In base alla sua esperienza, pensa ci sia oggi una maggiore sensibilità in tema di sicurezza? Con la pandemia è cambiato il modo di fare formazione?
Ho notato sicuramente una maggiore consapevolezza sul tema da parte dei discenti, che si informano sempre più tramite la cronaca televisiva, i telegiornali e i giornali on-line. Tuttavia, c’è ancora molto lavoro da fare perché in realtà non è aumentata la consapevolezza dei rischi che essi corrono sui luoghi di lavoro in cui operano. Il cambiamento è stato notevole e mi sento di dire che non è stato un cambiamento in negativo. Ora possiamo fare una formazione fruibile anche nelle situazioni più difficili da gestire. Anni fa, ad esempio, sarebbe stato impensabile formare un lavoratore addetto a mansioni operative distaccato a centinaia di km di distanza dalla sede principale dell’azienda. Oggi, invece, abbiamo i mezzi per consentirgli di frequentare in videoconferenza.

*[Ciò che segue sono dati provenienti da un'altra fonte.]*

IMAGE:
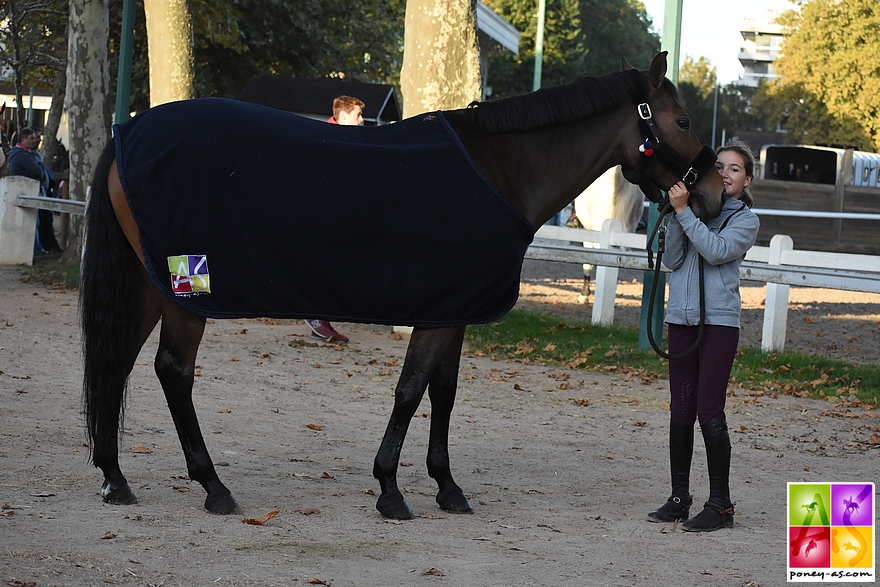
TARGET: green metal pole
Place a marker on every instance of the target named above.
(539, 46)
(123, 80)
(671, 42)
(31, 110)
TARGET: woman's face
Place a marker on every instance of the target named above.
(732, 168)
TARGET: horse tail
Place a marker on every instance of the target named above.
(108, 303)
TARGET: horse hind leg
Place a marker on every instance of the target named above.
(425, 351)
(175, 363)
(441, 390)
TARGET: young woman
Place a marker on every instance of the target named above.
(698, 382)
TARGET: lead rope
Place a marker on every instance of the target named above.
(660, 231)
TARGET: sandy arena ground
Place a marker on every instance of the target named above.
(561, 466)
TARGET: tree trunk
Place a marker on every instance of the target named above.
(441, 57)
(169, 42)
(88, 81)
(53, 120)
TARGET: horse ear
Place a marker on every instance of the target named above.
(658, 70)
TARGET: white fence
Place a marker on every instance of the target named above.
(779, 266)
(19, 201)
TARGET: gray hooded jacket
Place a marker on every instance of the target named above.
(723, 250)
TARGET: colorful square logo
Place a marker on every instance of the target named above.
(189, 275)
(831, 532)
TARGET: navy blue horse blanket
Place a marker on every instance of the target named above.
(246, 211)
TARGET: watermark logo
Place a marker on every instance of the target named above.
(831, 532)
(189, 275)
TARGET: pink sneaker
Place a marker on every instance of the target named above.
(324, 330)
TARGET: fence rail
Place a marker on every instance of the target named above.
(780, 266)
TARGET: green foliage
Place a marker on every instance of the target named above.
(306, 38)
(699, 74)
(586, 37)
(806, 117)
(33, 43)
(828, 89)
(235, 41)
(530, 338)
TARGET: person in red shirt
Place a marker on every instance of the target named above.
(347, 111)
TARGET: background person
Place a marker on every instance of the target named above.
(698, 382)
(25, 159)
(347, 111)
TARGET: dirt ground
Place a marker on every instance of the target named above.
(560, 486)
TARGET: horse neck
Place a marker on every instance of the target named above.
(540, 171)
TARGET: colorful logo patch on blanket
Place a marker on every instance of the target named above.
(189, 275)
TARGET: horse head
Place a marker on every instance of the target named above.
(664, 148)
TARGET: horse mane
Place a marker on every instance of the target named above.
(584, 97)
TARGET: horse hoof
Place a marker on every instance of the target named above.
(222, 505)
(121, 495)
(454, 503)
(396, 509)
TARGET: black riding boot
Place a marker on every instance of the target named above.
(718, 511)
(681, 449)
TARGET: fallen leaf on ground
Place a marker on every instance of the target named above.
(263, 520)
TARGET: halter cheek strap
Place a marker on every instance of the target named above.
(653, 150)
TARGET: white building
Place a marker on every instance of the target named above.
(762, 44)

Sempre in tema di cambiamenti, quali novità ha introdotto il Decreto 146/2021?
La novità più interessante, e a mio avviso positiva, riguarda l’estensione al datore di lavoro dell’obbligo di seguire corsi di formazione sulla sicurezza. Non conosciamo ancora quali saranno i contenuti e le modalità di questi percorsi formativi, perché dovranno essere stabiliti dalla Commissione Consultiva permanente entro la fine di giugno. Ma è da accogliere con favore una norma che mira a rendere anche il datore di lavoro consapevole dei rischi in tema di salute e sicurezza.